The report states, “Being established and recognised as institutions of national importance under an Act of Parliament, IITs have ought to be listed under the Schedule to…CEI Act, 2019 for exemption from reservations. This must be immediately reconsidered for inclusion of IITs in the Schedule taking into account the nature of these institutions, duties and their activities. The matter of reservations in these institutions may be vested with their respective Board of Governors to deal with as per the Board resolutions, statues, and bylaws.”
The report drew a sharp reaction from IIT Bombay’s Ambedkar Periyar Phule Study Circle (APPSC), which said in a statement on Wednesday, “Instead of highlighting wrongs in the existing selection process and recommending ways to correct those, the committee carries their casteist ignorance and leaves the blame on candidates from reserved categories for not being ‘qualified enough’. There exists sufficient data to suggest that the lack of qualified candidates from the reserved categories was never a reason for their lack of admissions in PhD programmes at the IITs. It is the cut-off mark that is used to deny entry to eligible SC/ST/OBC students in campuses like IITs for years.”

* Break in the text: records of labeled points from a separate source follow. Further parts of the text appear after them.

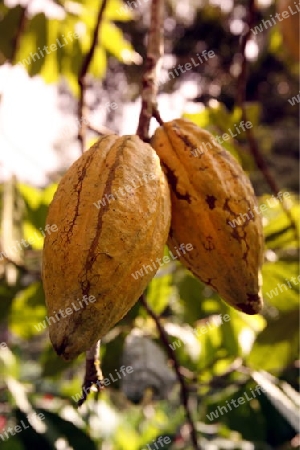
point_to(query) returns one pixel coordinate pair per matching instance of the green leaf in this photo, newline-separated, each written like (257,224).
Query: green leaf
(27,315)
(277,345)
(281,285)
(278,231)
(76,438)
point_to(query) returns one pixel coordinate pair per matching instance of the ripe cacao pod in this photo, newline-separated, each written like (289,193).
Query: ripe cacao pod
(112,210)
(209,190)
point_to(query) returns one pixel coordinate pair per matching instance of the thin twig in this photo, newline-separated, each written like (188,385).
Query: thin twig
(82,76)
(152,66)
(93,375)
(172,356)
(241,101)
(21,27)
(101,130)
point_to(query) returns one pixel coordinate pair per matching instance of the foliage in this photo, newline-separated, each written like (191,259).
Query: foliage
(220,361)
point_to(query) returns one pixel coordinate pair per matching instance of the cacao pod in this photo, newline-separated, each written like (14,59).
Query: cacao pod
(112,210)
(209,190)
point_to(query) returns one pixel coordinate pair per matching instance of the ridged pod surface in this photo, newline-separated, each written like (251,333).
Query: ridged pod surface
(112,210)
(209,190)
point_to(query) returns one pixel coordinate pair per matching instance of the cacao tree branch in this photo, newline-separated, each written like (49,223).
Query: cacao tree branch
(101,130)
(21,27)
(83,74)
(152,66)
(173,358)
(241,101)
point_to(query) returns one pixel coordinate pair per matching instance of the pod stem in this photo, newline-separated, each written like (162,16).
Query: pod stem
(152,67)
(93,379)
(82,109)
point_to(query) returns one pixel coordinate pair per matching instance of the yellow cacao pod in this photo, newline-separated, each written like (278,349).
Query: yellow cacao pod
(290,26)
(112,211)
(209,190)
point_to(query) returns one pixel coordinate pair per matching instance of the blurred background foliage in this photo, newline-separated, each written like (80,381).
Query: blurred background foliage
(219,362)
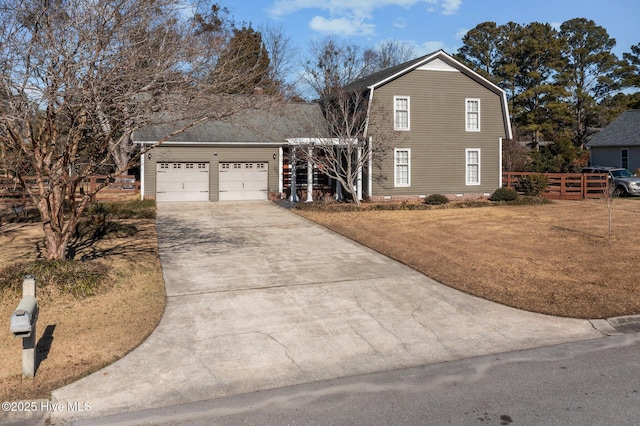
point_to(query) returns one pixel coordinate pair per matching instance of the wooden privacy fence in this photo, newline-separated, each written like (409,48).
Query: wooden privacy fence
(565,186)
(122,186)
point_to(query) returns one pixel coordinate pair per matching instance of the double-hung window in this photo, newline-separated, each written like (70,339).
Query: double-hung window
(402,167)
(472,115)
(473,166)
(401,116)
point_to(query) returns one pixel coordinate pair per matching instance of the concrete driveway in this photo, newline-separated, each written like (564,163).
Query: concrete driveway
(260,298)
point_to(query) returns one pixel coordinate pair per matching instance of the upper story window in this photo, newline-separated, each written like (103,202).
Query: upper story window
(472,115)
(401,116)
(402,167)
(473,166)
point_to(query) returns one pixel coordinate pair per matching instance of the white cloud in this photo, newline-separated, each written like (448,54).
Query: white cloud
(450,7)
(461,33)
(400,23)
(350,17)
(341,26)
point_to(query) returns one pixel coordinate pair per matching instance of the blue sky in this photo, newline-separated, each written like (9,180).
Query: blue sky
(428,25)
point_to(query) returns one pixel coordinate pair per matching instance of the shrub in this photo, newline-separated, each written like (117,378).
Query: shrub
(504,194)
(436,200)
(134,209)
(533,185)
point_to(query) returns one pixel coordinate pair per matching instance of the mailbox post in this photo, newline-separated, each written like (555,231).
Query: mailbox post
(23,324)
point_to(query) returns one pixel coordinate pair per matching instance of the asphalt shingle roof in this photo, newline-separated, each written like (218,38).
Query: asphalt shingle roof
(250,126)
(623,131)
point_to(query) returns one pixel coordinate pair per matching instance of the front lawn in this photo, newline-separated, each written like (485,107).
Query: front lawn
(82,326)
(555,259)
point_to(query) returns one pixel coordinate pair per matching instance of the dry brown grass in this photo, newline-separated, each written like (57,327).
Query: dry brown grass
(77,337)
(555,259)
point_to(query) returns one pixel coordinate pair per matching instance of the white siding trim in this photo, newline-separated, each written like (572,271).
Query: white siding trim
(395,121)
(467,113)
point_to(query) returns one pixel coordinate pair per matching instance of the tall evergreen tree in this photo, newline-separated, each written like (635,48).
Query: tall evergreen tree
(537,107)
(591,73)
(632,75)
(244,65)
(481,49)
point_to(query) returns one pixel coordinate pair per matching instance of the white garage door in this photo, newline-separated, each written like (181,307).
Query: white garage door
(182,182)
(243,181)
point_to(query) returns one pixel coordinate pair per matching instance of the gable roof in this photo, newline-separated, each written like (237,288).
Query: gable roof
(255,126)
(380,78)
(441,61)
(623,131)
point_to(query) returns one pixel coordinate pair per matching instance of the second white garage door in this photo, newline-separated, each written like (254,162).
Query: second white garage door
(243,181)
(182,182)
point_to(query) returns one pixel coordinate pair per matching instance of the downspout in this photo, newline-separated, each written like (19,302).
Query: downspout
(280,172)
(142,171)
(359,188)
(370,169)
(500,164)
(370,148)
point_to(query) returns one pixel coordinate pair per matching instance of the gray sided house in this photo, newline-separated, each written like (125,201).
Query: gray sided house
(439,124)
(618,144)
(449,124)
(223,160)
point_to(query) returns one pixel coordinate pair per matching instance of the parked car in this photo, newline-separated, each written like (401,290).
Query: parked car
(625,182)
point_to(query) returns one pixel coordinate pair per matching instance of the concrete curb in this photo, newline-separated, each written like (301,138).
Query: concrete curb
(617,325)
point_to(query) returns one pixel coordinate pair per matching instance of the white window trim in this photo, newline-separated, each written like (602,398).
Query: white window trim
(395,167)
(395,123)
(622,150)
(466,167)
(467,112)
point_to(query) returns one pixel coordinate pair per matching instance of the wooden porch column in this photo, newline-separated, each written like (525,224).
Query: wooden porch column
(310,176)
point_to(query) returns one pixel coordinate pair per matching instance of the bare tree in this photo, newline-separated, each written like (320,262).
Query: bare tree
(350,146)
(282,53)
(387,54)
(331,64)
(78,77)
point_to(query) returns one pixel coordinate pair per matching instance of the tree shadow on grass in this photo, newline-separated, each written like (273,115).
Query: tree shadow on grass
(44,345)
(119,240)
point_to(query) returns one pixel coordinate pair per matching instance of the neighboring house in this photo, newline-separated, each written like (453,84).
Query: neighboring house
(618,144)
(447,123)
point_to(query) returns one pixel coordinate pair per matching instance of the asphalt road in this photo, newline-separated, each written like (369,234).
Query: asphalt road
(592,382)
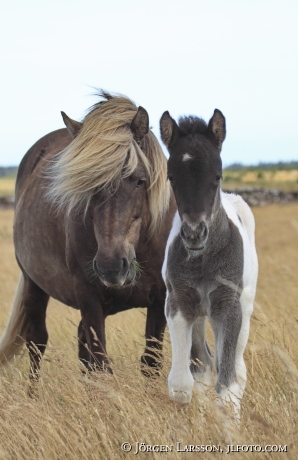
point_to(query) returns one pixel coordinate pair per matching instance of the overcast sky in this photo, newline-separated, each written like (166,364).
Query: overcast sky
(186,56)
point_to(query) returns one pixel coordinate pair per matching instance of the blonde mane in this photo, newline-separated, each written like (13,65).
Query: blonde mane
(97,160)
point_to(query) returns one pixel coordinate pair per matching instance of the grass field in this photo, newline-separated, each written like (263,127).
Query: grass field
(286,180)
(79,418)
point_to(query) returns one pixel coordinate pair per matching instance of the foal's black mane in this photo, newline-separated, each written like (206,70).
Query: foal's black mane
(192,125)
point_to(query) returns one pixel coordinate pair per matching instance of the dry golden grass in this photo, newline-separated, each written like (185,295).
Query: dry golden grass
(286,180)
(89,418)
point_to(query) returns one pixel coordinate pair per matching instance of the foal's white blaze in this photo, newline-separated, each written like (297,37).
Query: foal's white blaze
(187,157)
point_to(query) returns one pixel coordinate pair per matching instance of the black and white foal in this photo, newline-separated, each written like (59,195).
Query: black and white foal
(210,266)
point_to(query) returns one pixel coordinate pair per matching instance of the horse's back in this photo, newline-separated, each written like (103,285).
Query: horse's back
(46,147)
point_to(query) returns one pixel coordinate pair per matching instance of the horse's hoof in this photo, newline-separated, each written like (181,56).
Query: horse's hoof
(150,366)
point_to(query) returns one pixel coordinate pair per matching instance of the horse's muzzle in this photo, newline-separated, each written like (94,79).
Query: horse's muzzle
(194,236)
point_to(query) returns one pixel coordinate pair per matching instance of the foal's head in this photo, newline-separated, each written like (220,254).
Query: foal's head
(195,170)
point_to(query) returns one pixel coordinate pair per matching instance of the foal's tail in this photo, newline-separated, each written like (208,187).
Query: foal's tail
(14,334)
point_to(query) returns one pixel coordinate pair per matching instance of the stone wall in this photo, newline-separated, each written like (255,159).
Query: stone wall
(262,196)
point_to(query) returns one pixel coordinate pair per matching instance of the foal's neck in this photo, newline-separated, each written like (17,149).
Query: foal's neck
(219,228)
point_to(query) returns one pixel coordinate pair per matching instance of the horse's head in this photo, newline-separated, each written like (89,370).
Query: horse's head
(114,171)
(195,171)
(117,221)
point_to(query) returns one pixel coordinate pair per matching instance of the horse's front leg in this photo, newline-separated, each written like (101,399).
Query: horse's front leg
(155,327)
(226,321)
(180,380)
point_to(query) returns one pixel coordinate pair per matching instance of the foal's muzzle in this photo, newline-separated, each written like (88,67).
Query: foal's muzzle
(194,236)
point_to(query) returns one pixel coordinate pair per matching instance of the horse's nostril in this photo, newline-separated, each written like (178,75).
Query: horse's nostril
(95,267)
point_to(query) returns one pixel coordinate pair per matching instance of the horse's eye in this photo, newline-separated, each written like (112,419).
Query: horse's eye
(141,181)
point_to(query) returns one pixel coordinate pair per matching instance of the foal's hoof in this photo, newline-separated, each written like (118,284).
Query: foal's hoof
(150,366)
(183,397)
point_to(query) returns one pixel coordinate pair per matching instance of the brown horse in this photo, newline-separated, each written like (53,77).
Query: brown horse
(93,205)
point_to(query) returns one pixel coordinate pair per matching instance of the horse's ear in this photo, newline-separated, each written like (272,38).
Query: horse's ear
(168,128)
(140,124)
(217,127)
(73,126)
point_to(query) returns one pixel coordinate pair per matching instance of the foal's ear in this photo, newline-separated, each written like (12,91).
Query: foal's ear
(168,128)
(73,126)
(140,124)
(217,127)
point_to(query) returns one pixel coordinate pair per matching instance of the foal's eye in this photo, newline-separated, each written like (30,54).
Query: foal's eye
(141,181)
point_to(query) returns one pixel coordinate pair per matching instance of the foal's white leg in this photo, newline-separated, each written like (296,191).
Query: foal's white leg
(201,366)
(180,380)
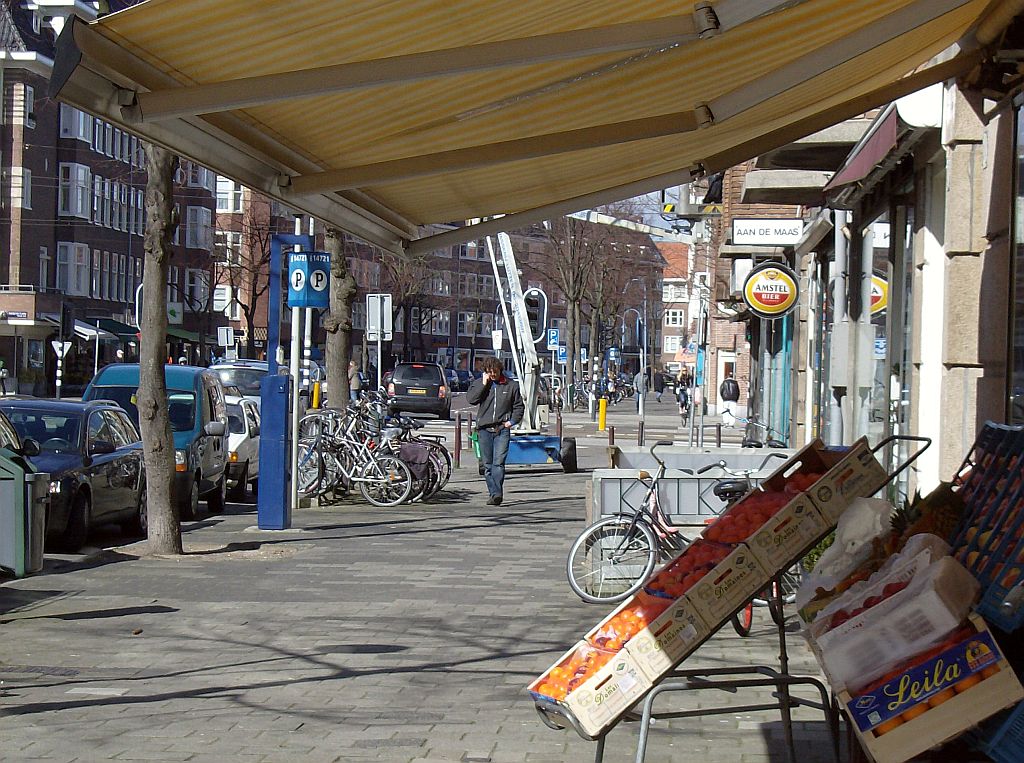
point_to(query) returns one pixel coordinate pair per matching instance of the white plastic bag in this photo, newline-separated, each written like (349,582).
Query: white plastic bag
(864,519)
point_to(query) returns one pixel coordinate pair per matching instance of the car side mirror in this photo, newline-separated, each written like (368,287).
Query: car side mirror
(100,448)
(214,429)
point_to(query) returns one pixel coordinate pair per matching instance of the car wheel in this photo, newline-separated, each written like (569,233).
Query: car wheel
(188,507)
(78,524)
(216,500)
(138,524)
(238,493)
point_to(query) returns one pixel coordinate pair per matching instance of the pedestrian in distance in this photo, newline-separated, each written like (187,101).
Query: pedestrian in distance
(729,392)
(658,385)
(501,408)
(354,383)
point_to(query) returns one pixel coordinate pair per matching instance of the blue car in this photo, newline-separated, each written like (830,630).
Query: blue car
(199,424)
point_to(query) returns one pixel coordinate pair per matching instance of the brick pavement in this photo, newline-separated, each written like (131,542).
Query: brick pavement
(368,635)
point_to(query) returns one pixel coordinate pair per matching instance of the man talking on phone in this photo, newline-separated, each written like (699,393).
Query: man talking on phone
(501,408)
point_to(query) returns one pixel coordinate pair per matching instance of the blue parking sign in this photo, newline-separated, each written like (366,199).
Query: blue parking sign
(308,277)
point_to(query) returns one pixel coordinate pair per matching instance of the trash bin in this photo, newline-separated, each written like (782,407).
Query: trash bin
(37,486)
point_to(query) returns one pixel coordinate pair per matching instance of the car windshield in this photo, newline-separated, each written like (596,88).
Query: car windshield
(236,419)
(55,432)
(180,405)
(417,374)
(246,379)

A member of APPSC told The Indian Express, “The committee report was not made public earlier. We got it only today after an RTI application was filed in UP. The committee has done the exact opposite of what it was appointed to do. It was supposed to address the violations of the reservation policies that we have time and again pointed out with data. Instead, it wants to do away with reservation for recruitment of faculty. This is like a person accused of violating a law asking for the law to be scrapped.”
The committee, which met on May 1 and May 12 through video conferencing, also wrote in its report: “The enrollment of reserved category students in the PhD program is low and needs to be addressed… This is severely limiting the number of reserved category candidates available to be hired as faculty in the IIT system.”